Denz says he’s particularly interested in developing the house’s art segment, and he has put the company’s savoir-faire in the lost wax technique to the service of artists. In 2009, the company set up a new workshop in its factory to revive the lost wax technique that René Lalique practiced until 1930. The complex multi-step technique involves modeling a design in wax, covering it in plaster, and baking it until the wax melts. Once cooled, the craftsman can pour molten crystal in the mold that is then returned to the oven. Each mold can be used just once.

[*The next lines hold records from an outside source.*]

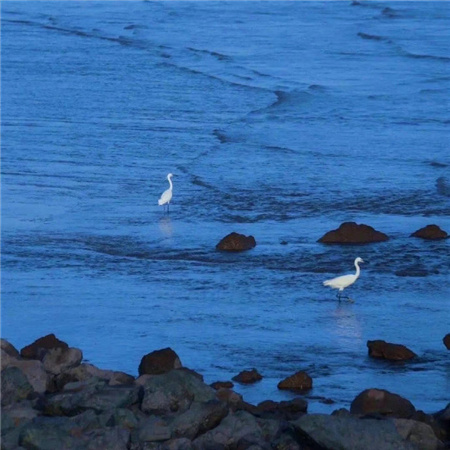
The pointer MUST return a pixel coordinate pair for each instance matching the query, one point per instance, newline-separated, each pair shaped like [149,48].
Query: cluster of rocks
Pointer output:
[52,400]
[347,233]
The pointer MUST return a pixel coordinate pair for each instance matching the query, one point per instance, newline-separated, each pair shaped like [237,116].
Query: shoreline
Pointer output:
[51,399]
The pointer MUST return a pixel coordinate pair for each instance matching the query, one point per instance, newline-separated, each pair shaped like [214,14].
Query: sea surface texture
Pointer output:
[279,120]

To commemorate the 150th anniversary of its founder’s birth, Lalique collaborated with the estate of Yves Klein for a limited edition of 83 crystal pieces of the artist’s “Victoire de Samothrace.” Beyond the difficulty of mastering the lost wax technique for such a big piece, Lalique’s team managed to develop a specific formula with copper and cobalt oxides to recreate the distinctive ultramarine blue, IKB (International Klein Blue), for which the artist was famous, and this is something Denz is particularly proud of.

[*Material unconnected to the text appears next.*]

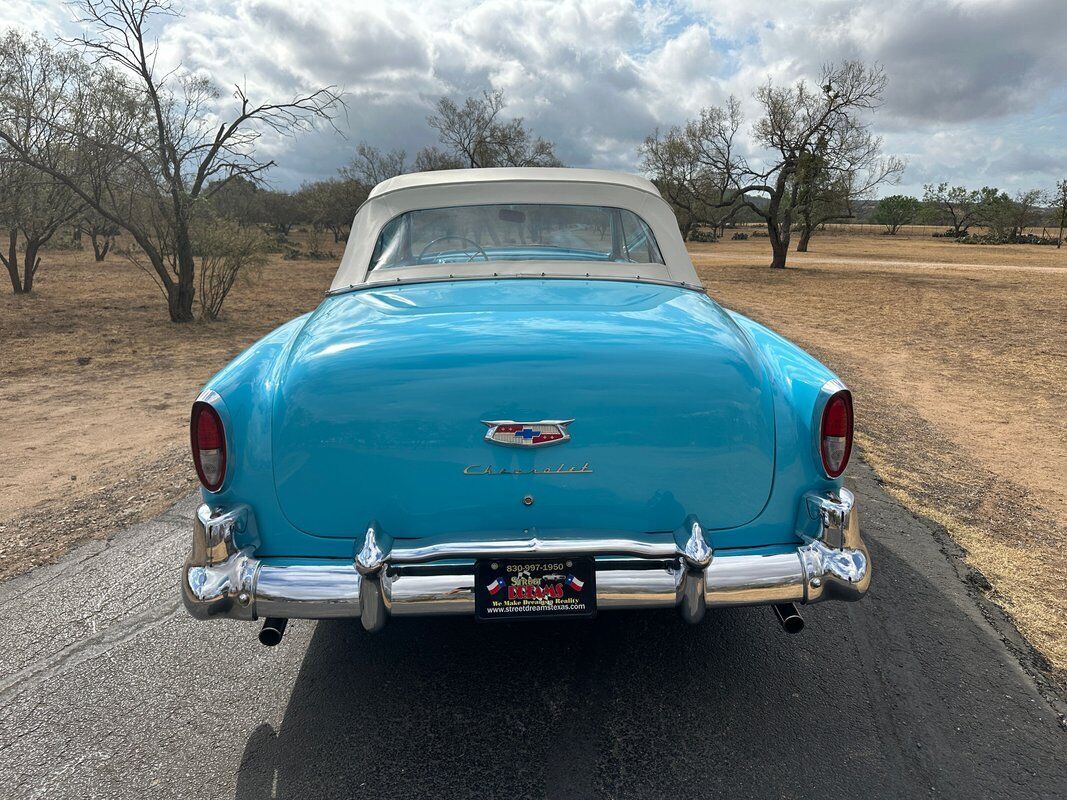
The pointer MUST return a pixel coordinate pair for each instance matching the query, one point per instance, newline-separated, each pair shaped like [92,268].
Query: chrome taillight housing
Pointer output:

Denz says the company wants to establish benchmarks by working with a few “top contemporary artists,” and is already well advanced with producing a new piece, though he declined to the name of the artist.

“Our idea is to do something like what Rodin did with bronze, but do it with crystal,” he said.

At the heart of Denz’s re-branding strategy for Lalique has been a host of collaborations with other luxury lifestyle companies (The Macallan, Bentley Motors, Jaguar), along with hook-ups with high profile creatives, like French musician Jean Michel Jarre who created a crystal docking station, and German designer Patrick Hellman who collaborated on a limited edition of striking purple crystal vases. Other creative collaborations have included a lighting collection called Orgue by Studio Andrée Putman that echoed the lighting René Lalique had originally designed for the Normandie ocean liner back in the 1920s.

Such collaborations have helped increase the brand’s visibility among its new target customer groups and reignited the historic brand’s appeal amongst collectors.

This year, Lalique has collaborated with Bentley to create a limited edition Lalique for the Bentley Crystal Edition, and has also created the motoring brand’s first perfume crystal flacon, with a square shaped bottle topped by the British luxury car maker’s legendary “Flying B” mascot. Other new collaborations have included a limited edition table clock for Parmigiani, as well as a new crystal decanter for The Macallan whisky label.

“I’m only doing what René Lalique did in his lifetime, because he did some pocket watches at the end of the 19th century and pendulums in crystal,” Denz remarked on the collaboration with Parmigiani.

The company is now working on a new perfume bottle for Jaguar, which is expected to be unveiled in 2014.